The Basic Stuff: Qi
By Stephen F. Teiser
Supreme Ultimate Diagram–Taiji Tu-1623 CE. (Traditional Chinese: 太極圖; Simplified Chinese: 太极图); representing the unity and diversity of all things through the interactions of yin and yang.
The basic stuff out of which all things are made is called qi. Everything that ever existed, at all times, is made of qi, including inanimate matter, humans and animals, the sky, ideas and emotions, demons and ghosts, the undifferentiated state of wholeness, and the world when it is teeming with different beings.
As an axiomatic concept with a wide range of meaning, the word qi has over the years been translated in numerous ways. Even in this anthology, different translators render it into English in three different ways:
1. "Psychophysical Stuff"— because it involves phenomena we would consider both psychological, as in connected to human thoughts and feelings, and physical.
2. "Pneuma"— because one early etymology of this word is "vapor," "steam," or "breath"; the same as the early etymology of the word qi itself.

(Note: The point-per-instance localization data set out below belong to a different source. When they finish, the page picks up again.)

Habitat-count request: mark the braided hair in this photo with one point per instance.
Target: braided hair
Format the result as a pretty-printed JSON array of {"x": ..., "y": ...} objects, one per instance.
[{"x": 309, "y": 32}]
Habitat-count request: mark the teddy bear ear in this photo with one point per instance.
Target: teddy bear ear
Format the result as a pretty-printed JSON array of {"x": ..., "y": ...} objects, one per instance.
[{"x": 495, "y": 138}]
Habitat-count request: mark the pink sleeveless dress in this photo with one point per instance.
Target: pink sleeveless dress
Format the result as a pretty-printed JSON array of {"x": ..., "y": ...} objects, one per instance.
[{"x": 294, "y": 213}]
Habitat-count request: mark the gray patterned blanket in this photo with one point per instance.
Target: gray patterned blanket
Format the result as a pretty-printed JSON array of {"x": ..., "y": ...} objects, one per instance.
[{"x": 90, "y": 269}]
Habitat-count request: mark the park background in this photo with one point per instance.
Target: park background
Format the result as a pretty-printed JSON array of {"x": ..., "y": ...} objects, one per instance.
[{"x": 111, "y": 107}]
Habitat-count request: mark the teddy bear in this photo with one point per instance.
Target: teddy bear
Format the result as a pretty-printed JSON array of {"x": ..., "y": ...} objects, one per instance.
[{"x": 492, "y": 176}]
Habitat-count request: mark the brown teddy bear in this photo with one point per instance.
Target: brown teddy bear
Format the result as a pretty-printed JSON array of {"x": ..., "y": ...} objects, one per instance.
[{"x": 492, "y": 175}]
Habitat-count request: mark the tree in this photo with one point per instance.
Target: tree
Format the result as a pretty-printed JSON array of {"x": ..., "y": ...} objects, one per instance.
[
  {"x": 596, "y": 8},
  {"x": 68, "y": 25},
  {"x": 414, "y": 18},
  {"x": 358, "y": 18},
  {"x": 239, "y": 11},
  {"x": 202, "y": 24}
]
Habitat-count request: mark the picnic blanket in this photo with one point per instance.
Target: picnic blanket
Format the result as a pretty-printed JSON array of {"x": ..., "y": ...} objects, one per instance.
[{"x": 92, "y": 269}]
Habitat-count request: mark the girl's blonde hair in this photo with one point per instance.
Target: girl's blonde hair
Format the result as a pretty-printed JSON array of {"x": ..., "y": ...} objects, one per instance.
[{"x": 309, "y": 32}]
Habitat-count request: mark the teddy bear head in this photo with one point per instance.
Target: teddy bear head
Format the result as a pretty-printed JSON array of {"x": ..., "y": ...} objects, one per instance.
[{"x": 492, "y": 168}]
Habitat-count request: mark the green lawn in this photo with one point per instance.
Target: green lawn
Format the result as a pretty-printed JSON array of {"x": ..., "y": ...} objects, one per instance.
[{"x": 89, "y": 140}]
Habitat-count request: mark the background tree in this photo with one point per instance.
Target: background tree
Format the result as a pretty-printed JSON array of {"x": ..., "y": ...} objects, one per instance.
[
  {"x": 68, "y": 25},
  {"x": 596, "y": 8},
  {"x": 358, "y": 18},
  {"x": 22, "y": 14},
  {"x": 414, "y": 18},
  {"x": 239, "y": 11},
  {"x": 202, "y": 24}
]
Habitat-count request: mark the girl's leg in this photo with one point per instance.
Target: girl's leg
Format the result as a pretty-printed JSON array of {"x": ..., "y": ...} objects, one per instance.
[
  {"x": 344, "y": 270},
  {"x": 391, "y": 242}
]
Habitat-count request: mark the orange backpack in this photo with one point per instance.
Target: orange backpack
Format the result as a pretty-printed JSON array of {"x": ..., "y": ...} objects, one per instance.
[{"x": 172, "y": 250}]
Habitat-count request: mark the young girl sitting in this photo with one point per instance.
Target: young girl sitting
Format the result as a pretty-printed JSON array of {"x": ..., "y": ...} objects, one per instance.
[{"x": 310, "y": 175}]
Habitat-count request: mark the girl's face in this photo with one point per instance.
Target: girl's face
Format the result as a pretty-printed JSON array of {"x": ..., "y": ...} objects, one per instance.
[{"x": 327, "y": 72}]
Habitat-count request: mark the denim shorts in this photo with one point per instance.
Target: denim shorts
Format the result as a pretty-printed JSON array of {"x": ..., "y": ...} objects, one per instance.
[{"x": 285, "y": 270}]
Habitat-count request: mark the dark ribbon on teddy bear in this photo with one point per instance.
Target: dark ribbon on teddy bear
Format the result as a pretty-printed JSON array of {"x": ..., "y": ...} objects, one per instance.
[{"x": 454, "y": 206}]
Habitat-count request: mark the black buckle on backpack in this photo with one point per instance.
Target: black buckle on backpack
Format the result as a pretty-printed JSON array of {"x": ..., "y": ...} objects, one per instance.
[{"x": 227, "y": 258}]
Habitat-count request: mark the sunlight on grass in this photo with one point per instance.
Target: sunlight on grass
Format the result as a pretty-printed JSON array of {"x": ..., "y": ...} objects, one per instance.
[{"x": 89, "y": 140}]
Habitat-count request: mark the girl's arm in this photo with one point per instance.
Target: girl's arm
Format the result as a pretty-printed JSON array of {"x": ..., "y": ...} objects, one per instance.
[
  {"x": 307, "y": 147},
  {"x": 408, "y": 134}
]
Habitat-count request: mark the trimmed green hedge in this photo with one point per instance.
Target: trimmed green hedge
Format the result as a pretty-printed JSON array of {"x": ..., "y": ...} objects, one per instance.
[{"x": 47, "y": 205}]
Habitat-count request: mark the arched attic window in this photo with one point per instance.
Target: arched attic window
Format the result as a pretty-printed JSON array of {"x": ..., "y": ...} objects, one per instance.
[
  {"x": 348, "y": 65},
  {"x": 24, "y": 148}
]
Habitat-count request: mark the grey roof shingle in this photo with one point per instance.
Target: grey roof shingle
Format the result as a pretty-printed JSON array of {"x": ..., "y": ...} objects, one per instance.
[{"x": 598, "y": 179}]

3. "Vital Energy"— because this accentuates the potential for life inherent in the more ethereal forms of qi.
These meanings of qi hold for most schools of thought in early Chinese religion. It is only with the renaissance of Confucian traditions undertaken by Zhu Xi and others that qi is interpreted not as a single thing, part-matter and part-energy, pervading everything, but as one of two basic metaphysical building blocks. According to Zhu Xi, all things partake of both qi and li (homophonous to but different from the li meaning "ritual" or "propriety"), the latter understood as the reason a thing is what it is and its underlying "principle" or "reason."
While traditional cosmology remained monistic, in the sense that qi as the most basic constituent of the universe was a single thing rather than a duality or plurality of things, still qi was thought to move or to operate according to a pattern that did conform to two basic modes. The Chinese words for those two modalities are yin and yang. I shall attempt to explain them here but shall leave them untranslated.
Yin and yang are best understood in terms of symbolism. When the sun shines on a mountain at some time other than midday, the mountain has one shady side and one sunny side. Yin is the emblem for the shady side and its characteristics; yang is the emblem for the sunny side and its qualities. Since the sun has not yet warmed the yin side, it is dark, cool, and moist; plants are contracted and dormant; and water in the form of dew moves downward. The yang side of the mountain is the opposite. It is bright, warm, and dry; plants open up and extend their stalks to catch the sun; and water in the form of fog moves upward as it evaporates. This basic symbolism was extended to include a host of other oppositions. Yin is female, yang is male. Yin occupies the lower position, yang the higher. Any situation in the human or natural world can be analyzed within this framework; yin and yang can be used to understand the modulations of qi on a mountainside as well as the relationships within the family.